LAWS(MAD)-1990-7-75

P SWAMINATHAN Vs. LAKSHMANAN

Decided On July 27, 1990
P.SWAMINATHAN Appellant
V/S
LAKSHMANAN Respondents

JUDGEMENT

(1.) The accused, who have been convicted by the trial Court for an offence under S. 500 of the Penal Code and sentenced to pay a fine of Rs. 100/- which conviction and sentence have been confirmed in appeal, have filed the present revision challenging the conviction and sentence.
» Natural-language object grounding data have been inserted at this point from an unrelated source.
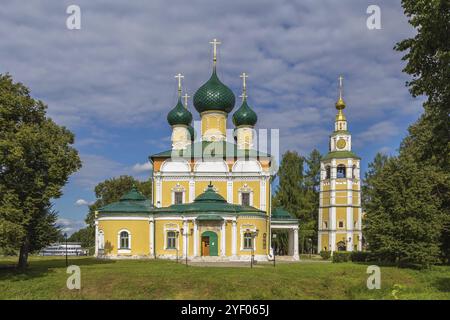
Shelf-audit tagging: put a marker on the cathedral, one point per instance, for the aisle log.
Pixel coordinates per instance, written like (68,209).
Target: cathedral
(212,196)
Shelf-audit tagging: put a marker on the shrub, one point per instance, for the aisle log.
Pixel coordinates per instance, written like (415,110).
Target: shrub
(362,256)
(341,256)
(325,255)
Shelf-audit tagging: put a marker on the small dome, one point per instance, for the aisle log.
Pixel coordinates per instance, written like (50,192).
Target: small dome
(244,115)
(214,96)
(179,115)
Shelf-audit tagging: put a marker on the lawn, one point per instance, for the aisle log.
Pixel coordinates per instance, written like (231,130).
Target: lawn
(159,279)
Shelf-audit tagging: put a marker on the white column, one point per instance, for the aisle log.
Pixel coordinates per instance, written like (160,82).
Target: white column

(2.) The respondent preferred a private complaint against the petitioners for the above offence on the following allegations made in the complaint. The respondent, after practising as an Advocate for two years, took up business in sale of silk yarn and was holding several posts as Secretary of the Handloom Weavers' Association, Salem, Member of All India Silk Yarn Producers' Association and so on. He was enjoying a high reputation. Respondents 2 to 4 are the sons of the first respondent and they are living together as a joint family. The third respondent was a broker in Salem in yarn. In that business, he had purchased silk yarn from several merchants and had failed to return the price amount and had utilised them for the benefit of the joint family. The third petitioner approached the respondent and one Mohanraj and Venkateswaran stating that he was being hard presssed by the Silk merchants to whom he owed heavy amounts and that the respondent and others should act as mediators and pacify them and settle the different claims of the creditors. Thereupon, on 7-2-1982, a mediation was held in which the petitioners agreed that the respondent and the other two mediators, should sell the properties of the petitioners on behalf of the petitioner and pay the creditors and in token of the settlement, an agreement was written up signed by all the petitioners. Next day, on 8-2-1982, the petitioners went to the office of the Sub-Registrar and had the above agreement registered. They also handed over in terms of the above agreement, all the documents relating to the properties, to the respondent and the other two mediators. However, on 25-4-1982, the respondent received a notice through a counsel, on instructions from the petitioners stating that with the help of the police and others, the petitioners were taken to the police station and were intimidated and forced to enter into an agreement and they signed the agreement and under compulsion and police help they were taken to the office of the Sub-Registrar to get the agreement registered. On 27-4-1982 in the issue of Malai Murasu, a publication was made by an Advocate, on instructions from the petitioners, containing the same allegations and the public who saw the above notice started thinking ill of the respondent. The reputation enjoyed by the respondent in the public, was lowered. The respondent had been defamed by the petitioners through the above publication.

(3.) During trial, the respondent examined himself as P.W. 1 and examined P.Ws. 2 and 3 to speak to his reputation being defamed and P.W. 4, the Advocate who made the publication in the 'Malai Murasu'. The petitioners pleaded innocence and had no oral or documentary evidence to offer. On the learned Magistrate accepting the complainant's case and convicting the petitioners and sentencing them as shown above and the same having been confirmed in appeal, the present revision has been filed.